Sorry, have to respond here. You have a view of "the open source
world" that seems to correspond only to the "hackers itching an itch"
view. While this view is valid, it's not the only "open source world"
even though it might be near and dear to some of our hearts.

You also bring up that we are licensed under the Apache license. I'll
therefore bring up this, which outlines the "the open source world"
that the Apache foundation and its contributors belong to:


>From the article:

"For the Apache Software Foundation, open source is more about an open
development methodology (ODM). This is characterized by six main
traits and, regardless of the strength of the technology and vision,
all Apache TLPs have to prove themselves in these key areas:

•    a deep level of user engagement: if you don't have users then
there is no point having a project.
•    transparency: being open about what the community is undertaking
and the way decisions are made.
•    collaboration: the ability of working within a diverse group of
people, something that the Internet has obviously made easier.
•    agility: once work begins and there is a serious engagement with
users, ideas and plans may need to change.
•    sustainability: having the capacity to keep developing an
application solution over the necessary period of time.
•    tools: wikis, bug- and version-trackers and email lists to
support the development of the community and keep track of
intellectual property rights

The roots of ODM at Apache date back to the original development on
the Apache HTTP server. Originally a webserver project at the National
Center for Supercomputer Applications (NCSA), the project was left in
a corner to gather dust when key developer Rob McCool left NCSA in
mid-1994. A group of eight concerned users then decided to work
together informally on developing and maintaining the project, sharing
incremental updates or ‘patches’.

For this group, transparency: making decisions and documenting them in
public, became a requisite part of maintaining the project and of
building a sustainable development community around it. To this day,
openness and transparency are central tenets at the heart of the ASF
and the development and direction of all its projects."

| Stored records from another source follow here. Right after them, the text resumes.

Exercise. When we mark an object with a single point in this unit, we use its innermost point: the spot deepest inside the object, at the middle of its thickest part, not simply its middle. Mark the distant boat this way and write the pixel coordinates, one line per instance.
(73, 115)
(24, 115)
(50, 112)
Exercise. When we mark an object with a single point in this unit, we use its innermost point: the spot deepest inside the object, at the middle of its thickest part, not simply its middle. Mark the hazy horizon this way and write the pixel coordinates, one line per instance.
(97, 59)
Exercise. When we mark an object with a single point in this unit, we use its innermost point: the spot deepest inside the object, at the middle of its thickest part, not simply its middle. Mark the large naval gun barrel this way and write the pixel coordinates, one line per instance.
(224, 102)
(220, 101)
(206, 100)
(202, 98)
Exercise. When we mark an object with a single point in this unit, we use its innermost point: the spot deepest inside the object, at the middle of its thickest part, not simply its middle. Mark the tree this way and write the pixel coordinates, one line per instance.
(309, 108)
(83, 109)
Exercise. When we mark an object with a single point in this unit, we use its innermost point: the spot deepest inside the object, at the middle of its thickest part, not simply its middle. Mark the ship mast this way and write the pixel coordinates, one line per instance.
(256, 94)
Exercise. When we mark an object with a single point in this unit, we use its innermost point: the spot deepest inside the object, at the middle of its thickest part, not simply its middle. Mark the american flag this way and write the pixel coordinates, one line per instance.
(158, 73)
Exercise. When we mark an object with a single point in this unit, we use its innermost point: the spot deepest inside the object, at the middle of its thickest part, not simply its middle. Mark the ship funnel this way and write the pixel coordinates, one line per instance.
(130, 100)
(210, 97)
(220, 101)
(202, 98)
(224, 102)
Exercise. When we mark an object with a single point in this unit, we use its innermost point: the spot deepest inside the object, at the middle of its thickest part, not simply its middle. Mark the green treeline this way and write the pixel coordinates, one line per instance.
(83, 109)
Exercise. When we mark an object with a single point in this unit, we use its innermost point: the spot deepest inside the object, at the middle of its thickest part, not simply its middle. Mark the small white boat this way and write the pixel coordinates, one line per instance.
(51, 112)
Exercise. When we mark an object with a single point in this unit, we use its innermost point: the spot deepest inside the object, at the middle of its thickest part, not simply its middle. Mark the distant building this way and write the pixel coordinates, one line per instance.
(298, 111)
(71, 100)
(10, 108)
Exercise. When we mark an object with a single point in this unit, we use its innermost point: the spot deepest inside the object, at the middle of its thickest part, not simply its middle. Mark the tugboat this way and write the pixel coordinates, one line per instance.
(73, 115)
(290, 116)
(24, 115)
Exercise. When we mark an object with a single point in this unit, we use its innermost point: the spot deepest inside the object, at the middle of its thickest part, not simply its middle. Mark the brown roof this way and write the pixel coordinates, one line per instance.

That last paragraph is what we're talking about in this thread. Open
and transparent communication and decision-making in a public forum.

Ewan and others have described why the process of creating blueprints,
discussing those blueprints at summits and the ML, and using those
blueprints as the basis for release goals contributes to the success
of an *open*, *transparent* project. That's all we're trying to say.

I really don't see what the big deal is about creating a blueprint and
discussing it on the ML. For you to say that it's not standard
practice in the open source world to spec something up and is not
true. You can ask anyone who contributes to an Apache project.